Mas retomando o assunto, ontem estava na roça como é de costume dos meus finais de semanas e quando a noite veio começou a formar uma tempestade das grandes, com nuvens carregadas e aquele vento característico. E em um dado momento fui para janela, para observar a chuva que se aproximava e ainda que no escuro da noite era possível ver a silhueta das árvores dançando na escuridão. Cada relâmpago era um lampejo de memória e cada lembra aquecia meu coração e trazia paz. Uma paz tão profunda que não sentia havia anos. E não era paz porque fez com que eu esquecesse dos problemas, mas porque me fez lembrar que estou viva, que tenho força para lutar, que não importa quantos sonhos me roubem sempre irei sonhar novos e melhores. Que não preciso ter medo das tormentas, pois elas sempre passarão e no final a alma estará arejada.

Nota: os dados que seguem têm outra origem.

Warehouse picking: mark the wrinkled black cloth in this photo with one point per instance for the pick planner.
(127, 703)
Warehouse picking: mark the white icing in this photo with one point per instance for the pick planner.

Olhando para dentro da noite, como o coração em paz e mente quieta, eu me reencontrei e lembrei, como cheguei até aqui. Foi esses sentimentos tempestivos, ainda que dormente em minha alma que me ajuda todos os dias a erguer a cabeça e olhar para cima e quando fazemos isso a caminhada não perde o sentido ainda que pesada.

E para completar minha noite me lembrei dos versos de magnífica Clarice Lispector, que citarei agora: “Não tenho medo nem de chuvas tempestivas nem das grandes ventanias soltas, pois eu também sou o escuro da noite.” – A hora da Estrela.